With the expectation that the Fed’s monetary policy will continue as Powell has described and with the prospect of further relief/stimulus funding and more vaccinations, we believe that economic conditions are likely to improve throughout the rest of 2021. Among the uncertainties are risks related to more contagious and deadlier strains of coronavirus and the reality that some people will decide against being vaccinated. Meanwhile, we continue to believe there is more risk associated with providing too little fiscal stimulus than too much, given that we remain in the early stages of an economic recovery with eight million fewer jobs than before the pandemic.

We need to be mindful of the fact that the COVID crisis is exacerbating racial and gender inequality.[10] Prior to the pandemic, economic inequality had been increasing with people on the margins of society, mostly women and people of color, bearing the brunt of the hardship. The pandemic accelerated this.

Not surprisingly, we are encouraged by President Biden’s $2.25 trillion infrastructure plan and believe it could add high-quality jobs and move us toward a more equitable economy while positioning the country to thrive in a more competitive global environment.

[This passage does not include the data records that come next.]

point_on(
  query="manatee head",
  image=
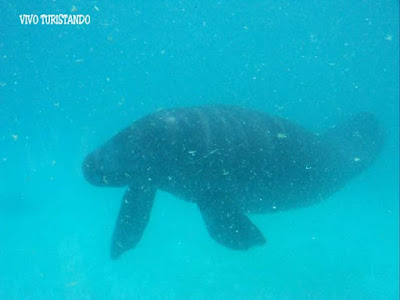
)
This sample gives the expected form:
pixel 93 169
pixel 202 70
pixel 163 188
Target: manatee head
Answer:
pixel 117 163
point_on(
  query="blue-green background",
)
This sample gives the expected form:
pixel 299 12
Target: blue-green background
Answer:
pixel 66 89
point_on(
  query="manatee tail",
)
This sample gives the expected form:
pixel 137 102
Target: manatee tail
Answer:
pixel 359 140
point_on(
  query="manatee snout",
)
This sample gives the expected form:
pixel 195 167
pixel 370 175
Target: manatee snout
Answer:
pixel 103 170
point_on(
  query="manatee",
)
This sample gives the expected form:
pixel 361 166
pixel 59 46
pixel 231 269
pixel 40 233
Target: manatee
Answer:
pixel 231 162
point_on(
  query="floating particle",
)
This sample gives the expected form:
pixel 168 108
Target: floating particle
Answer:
pixel 281 136
pixel 389 37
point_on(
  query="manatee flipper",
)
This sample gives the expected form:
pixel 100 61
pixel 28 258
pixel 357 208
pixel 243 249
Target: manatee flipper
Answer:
pixel 229 226
pixel 132 219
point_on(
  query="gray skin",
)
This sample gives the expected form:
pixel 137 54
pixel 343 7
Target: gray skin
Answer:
pixel 230 161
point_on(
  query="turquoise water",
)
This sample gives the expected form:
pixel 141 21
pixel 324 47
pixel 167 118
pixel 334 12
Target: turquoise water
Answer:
pixel 64 90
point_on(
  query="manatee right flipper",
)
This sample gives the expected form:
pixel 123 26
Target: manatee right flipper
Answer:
pixel 229 226
pixel 132 219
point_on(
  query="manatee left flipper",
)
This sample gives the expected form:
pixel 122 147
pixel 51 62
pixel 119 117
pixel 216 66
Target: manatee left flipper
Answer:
pixel 132 219
pixel 229 226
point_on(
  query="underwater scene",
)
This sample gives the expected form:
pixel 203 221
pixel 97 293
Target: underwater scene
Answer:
pixel 199 149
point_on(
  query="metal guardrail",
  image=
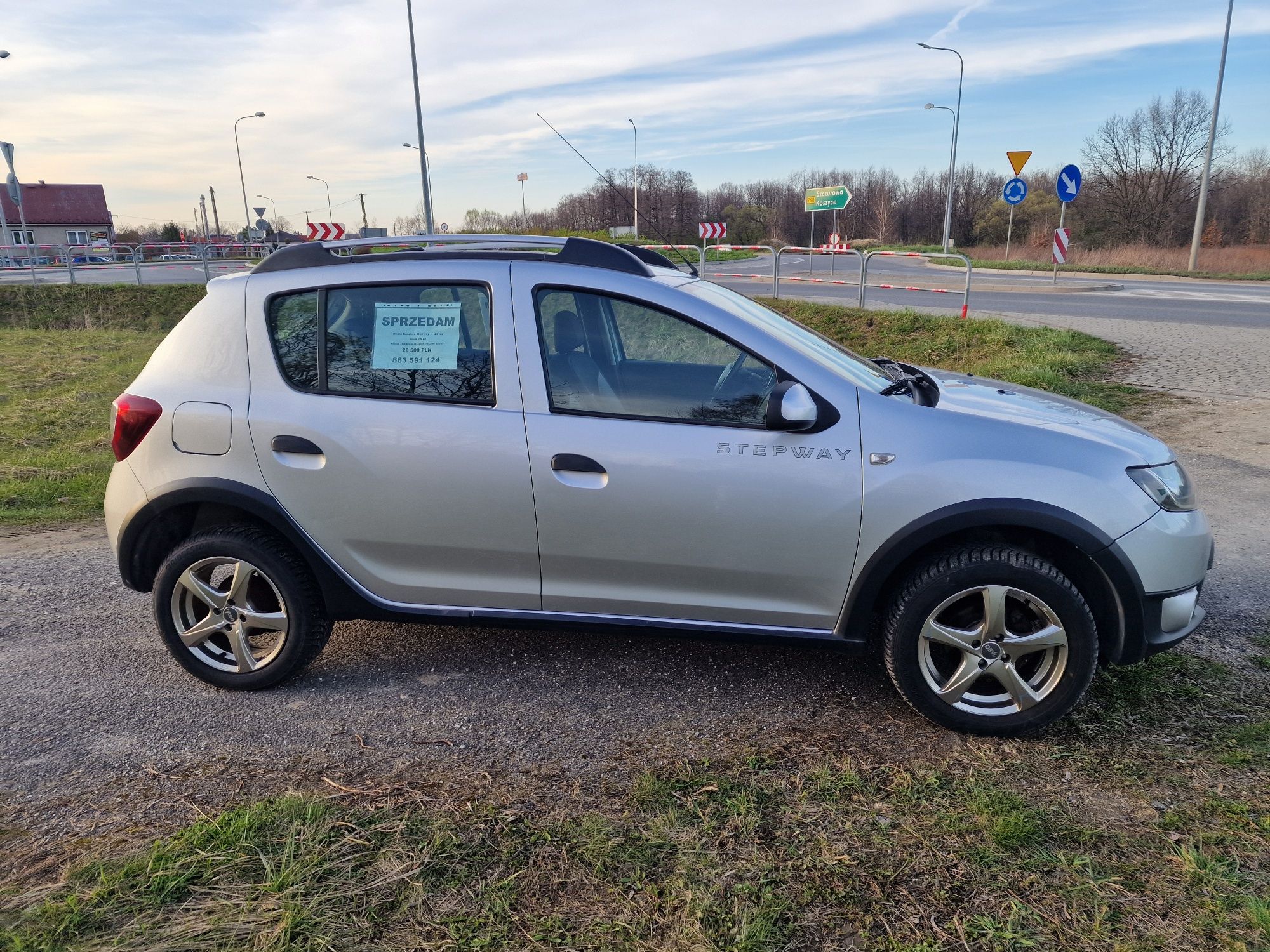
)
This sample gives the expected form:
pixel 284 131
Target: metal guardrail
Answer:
pixel 966 294
pixel 109 252
pixel 827 251
pixel 50 260
pixel 749 248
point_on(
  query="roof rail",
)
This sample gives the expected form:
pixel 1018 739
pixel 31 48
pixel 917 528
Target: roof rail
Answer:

The plan provides new spending over eight years on infrastructure, manufacturing, research and development, water systems, broadband, and clean energy with an additional plan aimed at investing in human capital with funding allocated to universal pre-kindergarten and national childcare.[11] To pay for this new spending, President Biden is proposing a tax plan that would raise the corporate tax rate to 28% from 21%, reversing some of the 2017 tax cuts, and adding measures designed to prevent companies from avoiding or deferring taxation of offshore profits.  At NorthStar, we have spoken out about the importance of taxes in facilitating a well-functioning federal government, noting that tax rates are at their lowest levels in recent history, with corporations and wealthy individuals contributing a lower percentage of their income than the essential workers who we have verbally lauded for their sacrifices in helping us move through the worst health crisis in our generation.[12]

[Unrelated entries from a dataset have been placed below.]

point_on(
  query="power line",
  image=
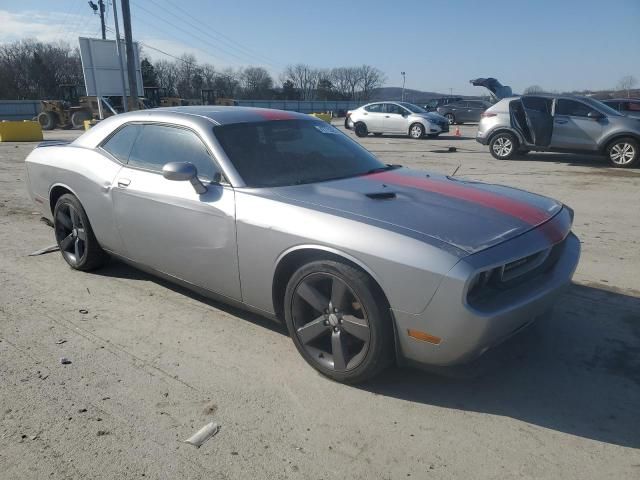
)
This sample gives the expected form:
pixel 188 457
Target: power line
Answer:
pixel 197 37
pixel 221 37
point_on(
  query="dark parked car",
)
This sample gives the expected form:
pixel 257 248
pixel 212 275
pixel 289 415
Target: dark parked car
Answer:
pixel 434 103
pixel 627 106
pixel 464 111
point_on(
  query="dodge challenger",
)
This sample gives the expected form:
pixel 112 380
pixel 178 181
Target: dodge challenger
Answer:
pixel 282 214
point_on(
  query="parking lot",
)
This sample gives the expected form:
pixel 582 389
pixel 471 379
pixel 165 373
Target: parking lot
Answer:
pixel 151 363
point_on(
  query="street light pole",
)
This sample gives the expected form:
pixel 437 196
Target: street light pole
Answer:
pixel 404 77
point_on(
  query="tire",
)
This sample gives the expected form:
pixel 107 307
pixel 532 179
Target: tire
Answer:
pixel 359 327
pixel 361 129
pixel 47 120
pixel 623 152
pixel 75 237
pixel 503 146
pixel 78 118
pixel 416 131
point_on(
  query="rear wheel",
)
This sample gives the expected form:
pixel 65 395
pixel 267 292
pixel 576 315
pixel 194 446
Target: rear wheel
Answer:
pixel 623 153
pixel 416 131
pixel 47 120
pixel 338 321
pixel 74 235
pixel 503 146
pixel 361 129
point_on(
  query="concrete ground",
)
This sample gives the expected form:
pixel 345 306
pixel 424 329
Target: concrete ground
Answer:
pixel 152 363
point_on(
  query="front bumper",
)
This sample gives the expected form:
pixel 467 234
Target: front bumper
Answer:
pixel 468 332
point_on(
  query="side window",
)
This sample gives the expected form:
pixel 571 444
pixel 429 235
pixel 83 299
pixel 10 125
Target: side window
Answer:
pixel 158 145
pixel 393 108
pixel 119 145
pixel 631 107
pixel 572 108
pixel 539 104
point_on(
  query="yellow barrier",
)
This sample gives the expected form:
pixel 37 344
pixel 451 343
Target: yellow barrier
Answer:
pixel 89 123
pixel 322 116
pixel 25 131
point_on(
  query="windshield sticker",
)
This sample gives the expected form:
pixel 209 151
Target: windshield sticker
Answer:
pixel 327 129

Finally, we are encouraged by other aspects of the proposed infrastructure plan even though they may not garner enough support to become legislation. For example, eliminating fossil fuel subsidies is an essential step toward making progress on climate change, while enabling the Protecting the Right to Organize Act would make it easier for workers to form unions and extend collective bargaining rights to independent contractors. Labor’s share of national income has been declining for decades, contributing to rising economic inequality – an outcome that is due to policy choices and not inevitability.[13] Unfortunately, the recently lost unionizing attempt at Amazon is a reality check. At a time when founders of corporations and even government leaders are given God-like admiration while their false promises prevail, one wonders how bad it needs to get for workers to realize their collective power.

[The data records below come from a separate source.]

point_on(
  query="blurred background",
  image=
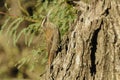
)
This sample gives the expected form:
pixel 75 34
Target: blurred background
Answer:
pixel 23 52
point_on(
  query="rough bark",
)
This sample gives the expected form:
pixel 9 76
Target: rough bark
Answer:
pixel 91 50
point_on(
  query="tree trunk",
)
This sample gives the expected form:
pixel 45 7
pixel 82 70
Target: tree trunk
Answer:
pixel 91 50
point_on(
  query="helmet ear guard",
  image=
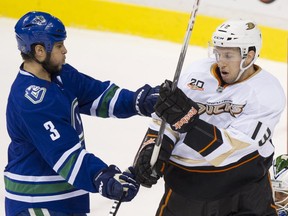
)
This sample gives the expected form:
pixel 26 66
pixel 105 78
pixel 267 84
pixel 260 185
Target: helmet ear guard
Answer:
pixel 38 28
pixel 239 33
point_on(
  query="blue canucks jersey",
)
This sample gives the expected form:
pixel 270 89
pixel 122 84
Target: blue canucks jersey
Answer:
pixel 48 165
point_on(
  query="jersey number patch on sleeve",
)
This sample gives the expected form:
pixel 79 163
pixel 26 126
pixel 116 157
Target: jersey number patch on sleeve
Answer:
pixel 54 133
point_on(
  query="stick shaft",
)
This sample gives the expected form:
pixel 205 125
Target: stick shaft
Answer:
pixel 157 146
pixel 114 208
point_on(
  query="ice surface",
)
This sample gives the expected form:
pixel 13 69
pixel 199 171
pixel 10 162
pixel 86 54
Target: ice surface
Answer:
pixel 130 62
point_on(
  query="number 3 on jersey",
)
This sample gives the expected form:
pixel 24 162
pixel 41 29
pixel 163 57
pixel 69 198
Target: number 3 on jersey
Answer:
pixel 54 133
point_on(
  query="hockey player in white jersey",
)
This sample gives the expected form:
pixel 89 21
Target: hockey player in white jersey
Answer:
pixel 49 171
pixel 217 146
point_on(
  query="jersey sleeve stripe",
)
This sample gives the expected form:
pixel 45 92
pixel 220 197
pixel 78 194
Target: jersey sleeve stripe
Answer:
pixel 77 166
pixel 64 157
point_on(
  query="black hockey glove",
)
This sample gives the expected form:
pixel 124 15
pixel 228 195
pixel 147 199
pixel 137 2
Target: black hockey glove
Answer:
pixel 176 108
pixel 143 169
pixel 145 99
pixel 112 183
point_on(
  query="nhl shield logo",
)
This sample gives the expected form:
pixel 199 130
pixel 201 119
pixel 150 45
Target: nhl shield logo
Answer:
pixel 35 94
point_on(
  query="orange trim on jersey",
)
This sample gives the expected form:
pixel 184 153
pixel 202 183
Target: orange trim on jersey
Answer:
pixel 213 141
pixel 166 202
pixel 214 171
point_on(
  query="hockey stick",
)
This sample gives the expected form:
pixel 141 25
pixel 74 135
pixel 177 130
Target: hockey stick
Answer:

– Excerpted from NorthStar’s first quarter 2021 letter to clients

The forecasts, opinions, and estimates expressed in this report constitute our judgment as of the date of this letter and are subject to change without notice based on market, economic, and other conditions.  The assumptions underlying these forecasts concern future events over which we have no control, and may turn out to be materially different from actual experience.  All data contained in this letter is from sources deemed to be reliable, but cannot be guaranteed as to accuracy or completeness.  All investments are subject to risk, including loss of principal.  Past performance is no guarantee of future results.  It is not possible to invest directly in an index.


This information includes a discussion of a number of companies and other financial market and social events. These opinions are current as of the date of this publication but are subject to change. The information provided herein does not provide information reasonably sufficient upon which to base an investment decision and should not be considered a recommendation to purchase or sell any particular security.